I can also appreciate and believe that, following your retirement, when you were approached to become a judge of the DIFC Court you didn’t give it much thought from a human rights or ‘reputation laundering’ perspective. As I am also sure my former Irish colleagues, Frank Clarke and Peter Kelly, didn’t initially give their appointments much thought in that regard. The DIFC Court is of course legally and technically separate from the ‘regular courts’ in Dubai and unlike the ‘regular’ courts operates under the common law that you and I both practised. But it is not separate in any real sense from Dubai or the Emirati regime that owns, promotes and benefits hugely from the DIFC.
Let me tell you about just two Emiratis with whom I am familiar who have fallen foul of that regime, Ahmad Mansoor and Dr Mohammad Al-Roken. In 2017, human rights defender Ahmad Mansoor was arbitrarily detained and in 2018 sentenced to 10 years’ imprisonment, following a woefully unfair trial. In 2013, another non-violent human rights defender and lawyer, Dr Mohammad al-Roken, was handed a 10-year sentence. He has served his sentence but the authorities continue to hold him despite the conclusion of that sentence. These are just two examples. Empty government assertions in relation to just these two cases exemplify the Emirati authorities’ application of “the rule of law”.

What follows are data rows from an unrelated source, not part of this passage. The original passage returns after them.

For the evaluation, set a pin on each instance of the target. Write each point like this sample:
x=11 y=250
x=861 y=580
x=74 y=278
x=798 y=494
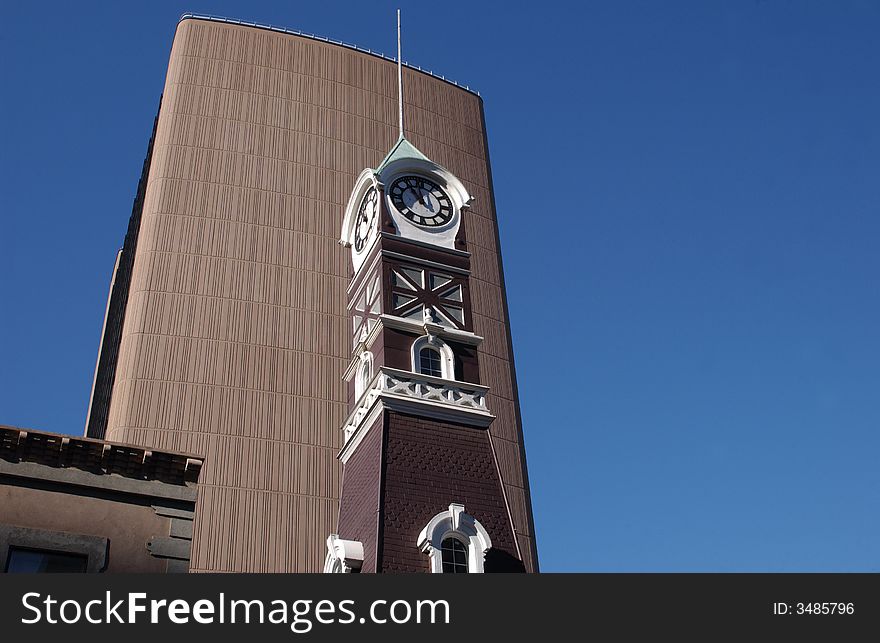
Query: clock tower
x=421 y=488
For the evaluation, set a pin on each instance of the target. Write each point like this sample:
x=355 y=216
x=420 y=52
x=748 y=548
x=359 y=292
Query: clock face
x=421 y=201
x=366 y=219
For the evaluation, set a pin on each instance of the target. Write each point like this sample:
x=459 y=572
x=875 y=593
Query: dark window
x=35 y=561
x=454 y=556
x=429 y=362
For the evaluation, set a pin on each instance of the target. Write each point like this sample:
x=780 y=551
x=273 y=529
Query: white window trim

I am as convinced as I can be about anything, based on what I have read and heard about you, that the ‘trial’ both of these men underwent in Dubai and the continued detention of the latter would shock your conscience and sense of fairness and justice and is a complete abnegation of the rule of law as you and I know and value it.
It is quite credible and forgivable that you didn’t know about these men or about Dubai’s human rights record or indeed about the character of your ‘employer’ and appointer Sheikh Al Maktoum since your appointment, I think, predated the findings of Mr Justice McFarlane in the High Court in London in the custody dispute with his now-divorced sixth wife, Princess Haya. You may not also have heard or read about the abduction and rendition to Dubai of two of his daughters from other marriages, one from the streets of Cambridge and the other from a yacht in the Indian Ocean. But you must now be aware. And being aware, if you decide to remain as a judge of his DIFC Court, I am sure you must be concerned that, by your presence, you are giving legitimacy to the ruler and the regime that owns and benefits from your prestige and service.
I don’t know and don’t really care what you are being paid for your service on the court since, unlike Scotland or Ireland, the pay for DIFC judges is nowhere publicly available. But I ask rhetorically: could any money be worth it and is this what you wish to have as part of your rich, hard earned and fully deserved legal and judicial legacy? That after your retirement, you served a despotic Emirati ruler on his commercial DIFC Court?
Finally, I realise that it is harder for you to step down now than it was for my two former Irish colleagues who resigned within days of their appointments, but it is never too late to do the right thing. And I am sure that you know what that ‘right thing’ is.